Even the most straightforward negotiations could be stressful but she dealt with them every day at work. She had never learned to play poker, but she knew how to bluff, knew how to bet on nothing more than a hunch. Sometimes she managed to make a great deal of money for her clients, and she was rarely wrong. So she decided to wait. She analysed the situation carefully, and concluded that the ball was not in her court. Carrion would do something. Quickly.
 
‘Hey, Sebastián.’ Raquel greeted him as though his call — less than forty-eight hours after her meeting with his boss — was a complete surprise. ‘Good to hear from you.’
‘Thanks ...’ he said, sounding uncertain. ‘Listen, are you at work?’
‘Of course ... aren’t you? It was still Friday the last time I checked...’
‘Yes, no ... That’s not what I meant. Are you in the office right now? I’d like to come up and talk to you for a few minutes.’
‘You’re here?’ Raquel was surprised. ‘Plaza de las Descalzas?’
‘Yes, that’s why I’m asking ... I mean, if you have a minute ...’
Raquel checked her diary, then her watch, then repeated the operation a second time.
‘I have a meeting at one o’clock, but I can spare you a few minutes ...’
Six minutes passed before Sebastián López Parra knocked on her office door. Raquel could not guess why he had come, but she was certain that this new development worked to her advantage.
‘Come in, come in.’ She got up to greet him and saw that he was nervous. ‘Please, take a seat ... So, then ... it’s strange you being on my patch.’
‘Yes, it is, I suppose.
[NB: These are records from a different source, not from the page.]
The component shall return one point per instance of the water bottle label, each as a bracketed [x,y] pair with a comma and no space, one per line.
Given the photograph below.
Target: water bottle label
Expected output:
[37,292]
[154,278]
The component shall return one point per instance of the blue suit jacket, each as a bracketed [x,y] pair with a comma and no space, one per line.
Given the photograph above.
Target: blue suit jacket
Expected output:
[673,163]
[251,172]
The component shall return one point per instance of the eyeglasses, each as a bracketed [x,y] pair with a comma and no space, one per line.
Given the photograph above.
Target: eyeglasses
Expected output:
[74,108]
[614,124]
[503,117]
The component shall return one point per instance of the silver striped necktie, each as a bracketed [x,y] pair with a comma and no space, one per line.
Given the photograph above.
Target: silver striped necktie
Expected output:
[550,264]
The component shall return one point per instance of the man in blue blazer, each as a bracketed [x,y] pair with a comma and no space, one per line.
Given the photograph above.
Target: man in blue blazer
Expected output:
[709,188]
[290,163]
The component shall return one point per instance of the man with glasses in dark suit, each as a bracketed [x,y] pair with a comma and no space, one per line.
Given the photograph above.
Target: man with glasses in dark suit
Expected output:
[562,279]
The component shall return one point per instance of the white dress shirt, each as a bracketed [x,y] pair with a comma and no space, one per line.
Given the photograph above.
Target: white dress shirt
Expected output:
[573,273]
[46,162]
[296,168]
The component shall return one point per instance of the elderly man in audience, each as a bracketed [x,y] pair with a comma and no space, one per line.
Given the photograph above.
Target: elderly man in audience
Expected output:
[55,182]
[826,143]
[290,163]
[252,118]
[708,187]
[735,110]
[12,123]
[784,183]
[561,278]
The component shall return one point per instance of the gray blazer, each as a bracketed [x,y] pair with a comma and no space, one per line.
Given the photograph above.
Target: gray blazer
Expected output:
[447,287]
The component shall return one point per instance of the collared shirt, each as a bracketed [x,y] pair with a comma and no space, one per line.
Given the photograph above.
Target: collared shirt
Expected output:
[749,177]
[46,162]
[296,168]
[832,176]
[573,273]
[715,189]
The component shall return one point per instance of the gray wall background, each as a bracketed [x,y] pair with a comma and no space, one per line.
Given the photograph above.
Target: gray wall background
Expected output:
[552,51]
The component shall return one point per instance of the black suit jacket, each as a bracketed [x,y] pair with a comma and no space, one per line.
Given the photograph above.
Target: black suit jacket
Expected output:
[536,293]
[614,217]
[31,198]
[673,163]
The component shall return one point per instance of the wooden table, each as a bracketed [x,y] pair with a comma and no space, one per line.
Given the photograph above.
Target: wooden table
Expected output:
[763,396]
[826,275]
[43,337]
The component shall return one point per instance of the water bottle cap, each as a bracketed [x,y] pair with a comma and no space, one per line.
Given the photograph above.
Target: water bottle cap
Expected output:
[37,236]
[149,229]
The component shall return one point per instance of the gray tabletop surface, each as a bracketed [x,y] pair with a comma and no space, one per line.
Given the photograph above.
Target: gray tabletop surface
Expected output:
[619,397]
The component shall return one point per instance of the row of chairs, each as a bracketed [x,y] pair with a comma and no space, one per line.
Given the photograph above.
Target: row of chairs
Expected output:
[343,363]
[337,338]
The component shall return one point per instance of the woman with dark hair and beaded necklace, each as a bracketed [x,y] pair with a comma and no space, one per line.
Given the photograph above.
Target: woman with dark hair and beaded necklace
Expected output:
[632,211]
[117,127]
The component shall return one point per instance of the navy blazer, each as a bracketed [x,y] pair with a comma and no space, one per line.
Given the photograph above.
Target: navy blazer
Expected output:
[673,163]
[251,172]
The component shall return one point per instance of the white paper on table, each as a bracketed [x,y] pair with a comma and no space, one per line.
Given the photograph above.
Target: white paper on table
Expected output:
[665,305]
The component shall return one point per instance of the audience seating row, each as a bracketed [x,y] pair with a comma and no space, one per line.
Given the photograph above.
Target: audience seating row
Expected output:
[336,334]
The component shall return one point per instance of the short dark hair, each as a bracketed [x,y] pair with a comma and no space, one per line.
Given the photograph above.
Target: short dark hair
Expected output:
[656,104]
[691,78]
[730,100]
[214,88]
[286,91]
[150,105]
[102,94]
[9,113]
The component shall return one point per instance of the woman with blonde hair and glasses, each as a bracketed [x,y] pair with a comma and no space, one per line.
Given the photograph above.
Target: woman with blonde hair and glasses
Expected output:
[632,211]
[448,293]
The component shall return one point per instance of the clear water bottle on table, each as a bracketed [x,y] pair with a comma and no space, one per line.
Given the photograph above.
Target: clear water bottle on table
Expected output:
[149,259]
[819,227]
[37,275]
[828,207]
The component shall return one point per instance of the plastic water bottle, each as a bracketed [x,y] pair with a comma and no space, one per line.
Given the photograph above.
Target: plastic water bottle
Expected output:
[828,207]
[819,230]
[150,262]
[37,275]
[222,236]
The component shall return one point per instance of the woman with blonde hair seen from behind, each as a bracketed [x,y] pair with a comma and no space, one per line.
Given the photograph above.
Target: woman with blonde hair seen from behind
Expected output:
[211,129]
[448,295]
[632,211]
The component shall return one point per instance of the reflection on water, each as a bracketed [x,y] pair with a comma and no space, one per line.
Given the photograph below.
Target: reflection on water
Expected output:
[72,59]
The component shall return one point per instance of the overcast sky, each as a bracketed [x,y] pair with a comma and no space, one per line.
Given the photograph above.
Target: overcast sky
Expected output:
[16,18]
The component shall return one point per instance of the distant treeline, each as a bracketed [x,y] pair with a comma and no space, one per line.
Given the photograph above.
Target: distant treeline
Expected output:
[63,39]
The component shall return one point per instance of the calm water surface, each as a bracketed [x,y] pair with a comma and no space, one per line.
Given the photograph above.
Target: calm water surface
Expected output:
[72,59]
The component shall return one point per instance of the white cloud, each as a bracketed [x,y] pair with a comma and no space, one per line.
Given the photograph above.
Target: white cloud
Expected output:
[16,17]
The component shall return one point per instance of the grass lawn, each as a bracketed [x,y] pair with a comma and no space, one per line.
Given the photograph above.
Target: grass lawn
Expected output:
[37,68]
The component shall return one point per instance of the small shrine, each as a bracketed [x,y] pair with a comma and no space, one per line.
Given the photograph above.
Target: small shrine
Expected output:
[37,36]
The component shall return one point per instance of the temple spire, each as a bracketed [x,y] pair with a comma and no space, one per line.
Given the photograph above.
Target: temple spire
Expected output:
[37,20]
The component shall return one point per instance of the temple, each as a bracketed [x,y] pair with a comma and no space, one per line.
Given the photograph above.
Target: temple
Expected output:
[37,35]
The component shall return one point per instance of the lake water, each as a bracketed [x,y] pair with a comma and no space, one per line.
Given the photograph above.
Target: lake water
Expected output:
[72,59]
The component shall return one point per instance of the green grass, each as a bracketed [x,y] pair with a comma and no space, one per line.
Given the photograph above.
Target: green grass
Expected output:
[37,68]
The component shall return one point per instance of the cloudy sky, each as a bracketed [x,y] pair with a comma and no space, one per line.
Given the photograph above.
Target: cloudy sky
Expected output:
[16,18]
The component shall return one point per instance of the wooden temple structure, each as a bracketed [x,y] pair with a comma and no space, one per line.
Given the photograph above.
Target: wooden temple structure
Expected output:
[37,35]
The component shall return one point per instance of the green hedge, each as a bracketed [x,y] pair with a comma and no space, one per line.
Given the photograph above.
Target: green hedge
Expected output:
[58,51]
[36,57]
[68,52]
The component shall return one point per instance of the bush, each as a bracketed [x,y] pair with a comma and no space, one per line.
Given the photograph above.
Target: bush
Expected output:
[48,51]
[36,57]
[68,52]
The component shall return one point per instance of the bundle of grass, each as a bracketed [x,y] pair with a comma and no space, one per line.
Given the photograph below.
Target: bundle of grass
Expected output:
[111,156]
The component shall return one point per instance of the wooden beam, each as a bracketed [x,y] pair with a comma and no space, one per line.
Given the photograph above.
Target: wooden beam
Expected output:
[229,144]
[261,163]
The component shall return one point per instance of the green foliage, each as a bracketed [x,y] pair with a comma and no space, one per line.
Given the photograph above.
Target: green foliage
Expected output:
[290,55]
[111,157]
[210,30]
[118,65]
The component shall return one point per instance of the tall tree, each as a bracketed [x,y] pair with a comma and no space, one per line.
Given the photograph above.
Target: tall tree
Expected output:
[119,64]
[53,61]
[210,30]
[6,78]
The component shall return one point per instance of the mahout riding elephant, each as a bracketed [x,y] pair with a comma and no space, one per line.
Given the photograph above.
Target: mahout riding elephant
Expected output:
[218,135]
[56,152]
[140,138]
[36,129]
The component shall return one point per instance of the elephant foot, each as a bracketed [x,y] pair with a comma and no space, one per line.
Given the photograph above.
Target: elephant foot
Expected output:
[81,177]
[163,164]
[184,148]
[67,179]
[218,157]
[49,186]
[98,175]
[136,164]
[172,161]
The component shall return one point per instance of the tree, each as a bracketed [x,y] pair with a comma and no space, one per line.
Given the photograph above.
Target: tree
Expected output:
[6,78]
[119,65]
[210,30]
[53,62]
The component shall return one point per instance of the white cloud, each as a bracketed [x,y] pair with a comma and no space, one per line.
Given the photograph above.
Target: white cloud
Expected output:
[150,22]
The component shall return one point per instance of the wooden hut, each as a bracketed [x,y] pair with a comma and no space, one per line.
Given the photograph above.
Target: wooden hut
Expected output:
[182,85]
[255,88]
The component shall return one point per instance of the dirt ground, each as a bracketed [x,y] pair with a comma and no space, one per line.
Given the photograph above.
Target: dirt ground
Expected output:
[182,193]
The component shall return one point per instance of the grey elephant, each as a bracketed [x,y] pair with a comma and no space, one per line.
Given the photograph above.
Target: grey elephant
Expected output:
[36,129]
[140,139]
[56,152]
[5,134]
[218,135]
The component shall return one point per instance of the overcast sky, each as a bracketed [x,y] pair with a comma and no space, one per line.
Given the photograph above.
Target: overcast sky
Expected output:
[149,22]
But actually, I’m just a delivery boy ...’
He was carrying a white envelope, which he now put on the table, together with a key. Then he looked at her and frowned, as though unsure of what the words he was about to say actually meant.
‘Don Julio Carrion asked me to bring you this. He insisted I deliver it to you in person, and said it couldn’t wait. He’s obviously decided to deal with your apartment himself. He didn’t explain what he was doing and I wasn’t about to ask, but I have to say ...’ He took off his glasses, looked at them, and decided against cleaning them. ‘Listen, Raquel, I don’t know who you are, or what’s going on, or why everything is suddenly so urgent, but...’
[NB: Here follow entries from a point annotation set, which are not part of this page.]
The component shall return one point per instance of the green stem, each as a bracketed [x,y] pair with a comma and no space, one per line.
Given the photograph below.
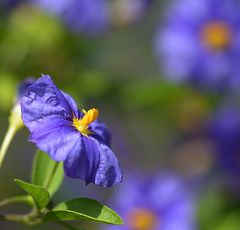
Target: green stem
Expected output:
[30,218]
[56,164]
[6,142]
[17,199]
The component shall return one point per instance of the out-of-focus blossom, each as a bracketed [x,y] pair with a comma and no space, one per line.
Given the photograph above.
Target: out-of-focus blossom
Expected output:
[91,17]
[163,201]
[225,131]
[58,128]
[127,11]
[6,5]
[199,42]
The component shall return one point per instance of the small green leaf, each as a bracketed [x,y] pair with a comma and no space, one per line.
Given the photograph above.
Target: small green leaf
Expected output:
[46,172]
[83,208]
[39,194]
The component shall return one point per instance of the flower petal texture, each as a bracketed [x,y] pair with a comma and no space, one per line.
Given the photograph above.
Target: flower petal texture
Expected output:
[51,115]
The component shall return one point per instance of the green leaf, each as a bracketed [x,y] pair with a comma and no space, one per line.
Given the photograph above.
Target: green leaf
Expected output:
[47,173]
[83,208]
[39,194]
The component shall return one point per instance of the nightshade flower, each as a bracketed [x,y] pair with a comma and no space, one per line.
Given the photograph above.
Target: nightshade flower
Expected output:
[58,128]
[199,42]
[225,131]
[162,201]
[86,16]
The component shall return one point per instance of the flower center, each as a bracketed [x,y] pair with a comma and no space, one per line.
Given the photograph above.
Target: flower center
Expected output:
[216,35]
[142,219]
[82,124]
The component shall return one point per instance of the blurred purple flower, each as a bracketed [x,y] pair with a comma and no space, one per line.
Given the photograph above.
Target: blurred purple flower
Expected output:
[225,131]
[199,42]
[58,128]
[163,202]
[86,16]
[6,5]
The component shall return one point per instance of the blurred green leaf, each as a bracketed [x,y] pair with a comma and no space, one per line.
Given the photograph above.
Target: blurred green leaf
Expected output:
[8,85]
[230,222]
[83,208]
[39,194]
[47,173]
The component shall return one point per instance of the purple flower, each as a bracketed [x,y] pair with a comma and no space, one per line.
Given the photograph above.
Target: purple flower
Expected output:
[199,42]
[162,201]
[23,86]
[58,128]
[225,132]
[86,16]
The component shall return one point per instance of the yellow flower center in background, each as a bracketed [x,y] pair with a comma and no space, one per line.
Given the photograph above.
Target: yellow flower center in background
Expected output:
[82,124]
[216,35]
[142,219]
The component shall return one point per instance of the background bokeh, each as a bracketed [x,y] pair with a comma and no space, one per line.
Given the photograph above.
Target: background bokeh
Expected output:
[107,56]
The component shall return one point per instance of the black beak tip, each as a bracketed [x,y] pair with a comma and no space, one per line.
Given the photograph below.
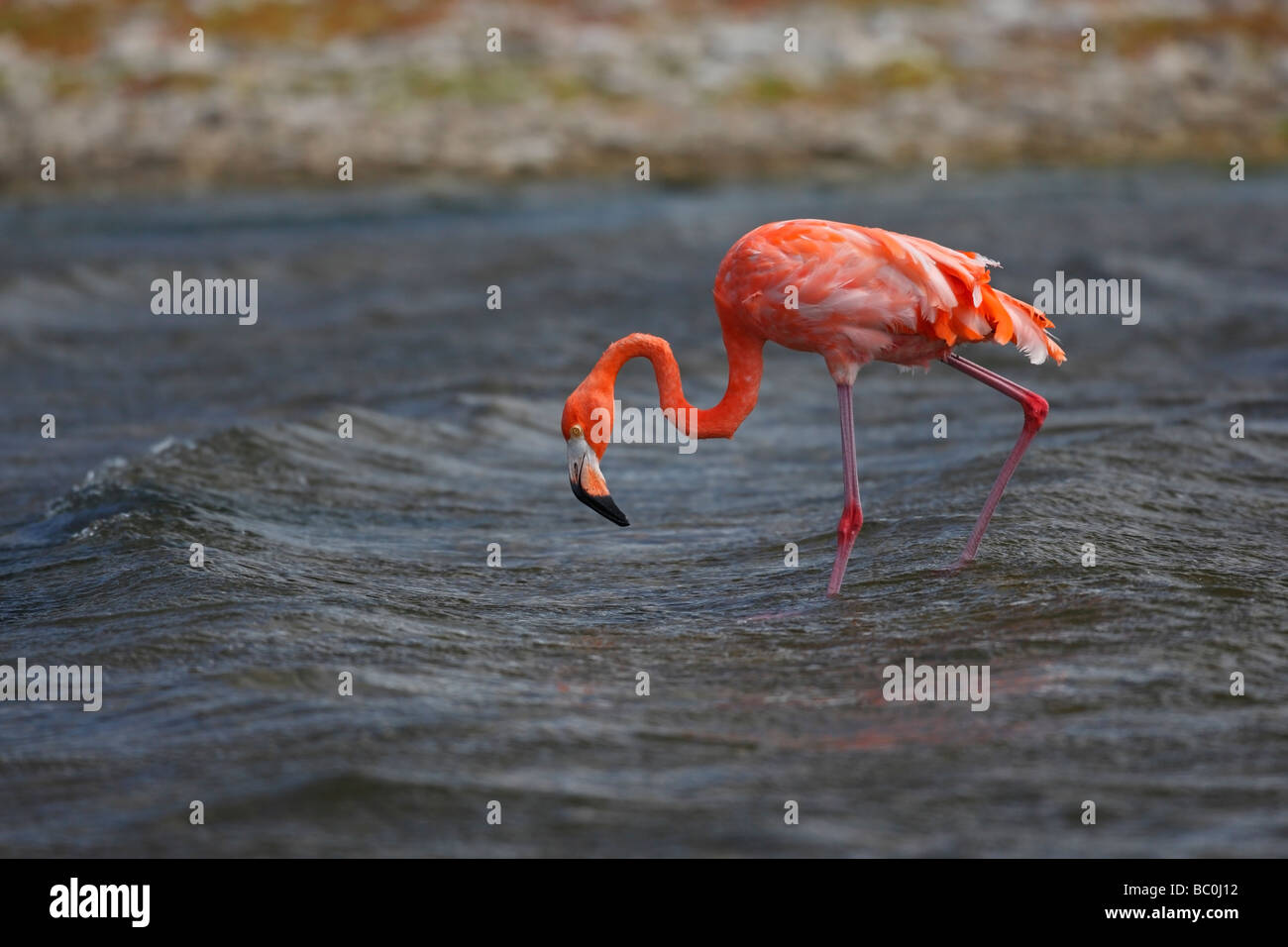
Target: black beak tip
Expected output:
[603,505]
His words trailed off again, as though he couldn’t bring himself to say them aloud.
‘That envelope contains a contract proposing an exchange. Don Julio gets your seventy-square-metre apartment overlooking the Calle Avila and in exchange you get a hundred-and-eighty-square-metre penthouse with a sixty-square-metre terrace, in a luxury development on Calle Jorge Juan, within walking distance of the Retiro. And as if that wasn’t enough, he’ll also pay the taxes and conveyancing charges, yours and his. These are the papers and I’ve brought you a key because Don Julio thought you might like to look at it first, though personally I don’t think you even need to see it ...’
‘Really?’ Raquel smiled. ‘You’ve seen the place ...?’
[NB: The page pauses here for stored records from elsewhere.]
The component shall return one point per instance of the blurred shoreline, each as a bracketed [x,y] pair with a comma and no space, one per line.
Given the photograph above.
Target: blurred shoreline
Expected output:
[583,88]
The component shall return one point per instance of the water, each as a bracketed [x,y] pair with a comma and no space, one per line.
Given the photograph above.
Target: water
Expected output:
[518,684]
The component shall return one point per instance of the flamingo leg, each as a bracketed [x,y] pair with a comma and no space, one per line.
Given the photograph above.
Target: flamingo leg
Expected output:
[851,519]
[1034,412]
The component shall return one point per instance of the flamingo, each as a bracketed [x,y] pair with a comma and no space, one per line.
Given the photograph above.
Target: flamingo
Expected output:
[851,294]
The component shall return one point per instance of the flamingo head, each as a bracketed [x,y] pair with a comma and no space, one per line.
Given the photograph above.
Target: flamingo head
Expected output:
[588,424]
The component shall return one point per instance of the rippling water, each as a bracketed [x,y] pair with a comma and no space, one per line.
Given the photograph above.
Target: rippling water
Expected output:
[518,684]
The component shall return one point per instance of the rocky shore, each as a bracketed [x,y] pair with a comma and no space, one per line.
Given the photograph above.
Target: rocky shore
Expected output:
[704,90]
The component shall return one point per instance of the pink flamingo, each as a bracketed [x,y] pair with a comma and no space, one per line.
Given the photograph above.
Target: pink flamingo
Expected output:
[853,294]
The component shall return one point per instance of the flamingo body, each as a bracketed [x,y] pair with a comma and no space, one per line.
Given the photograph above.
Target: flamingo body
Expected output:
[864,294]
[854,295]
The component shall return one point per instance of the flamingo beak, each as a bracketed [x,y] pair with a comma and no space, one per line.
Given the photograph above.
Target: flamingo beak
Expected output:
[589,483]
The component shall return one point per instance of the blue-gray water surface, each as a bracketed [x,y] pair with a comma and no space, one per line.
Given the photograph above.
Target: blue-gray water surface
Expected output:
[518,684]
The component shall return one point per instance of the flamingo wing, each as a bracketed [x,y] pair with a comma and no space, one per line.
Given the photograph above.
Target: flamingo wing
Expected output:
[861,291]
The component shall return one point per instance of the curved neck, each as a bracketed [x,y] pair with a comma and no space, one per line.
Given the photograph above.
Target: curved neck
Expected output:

‘The apartment? Of course ...’ He relaxed now, like a student who has just finished his oral exam. ‘Look, Raquel, this is the weirdest, most unbelievable thing that’s ever happened at Promociones del Noreste, take my word for it. I’ve been working there for ten years and I’ve never seen anything like it. You know yourself that Don Julio Carrion is no saint, and his son Rafa is worse, he’s a shark. Of course, he and his brother know nothing about this, that was the first thing Don Julio said, “the most important thing is that no one else finds out”. Just so you know, it’s not a simple swap, it’s much more complicated. He’s giving you the apartment and you’re giving him yours, then he’s selling yours back to the company for the same price everyone else in the building is getting. Why? So there’s no paper trail, obviously, so no one can ever find out he gave you this fabulous apartment in exchange for a shitty little apartment and start asking questions. Look, I’m going to tell you something, because I really like you ...’ He looked at her and laughed. ‘You’re about to make a killing on this, Raquel, you’re going to make an absolute fucking killing on it.’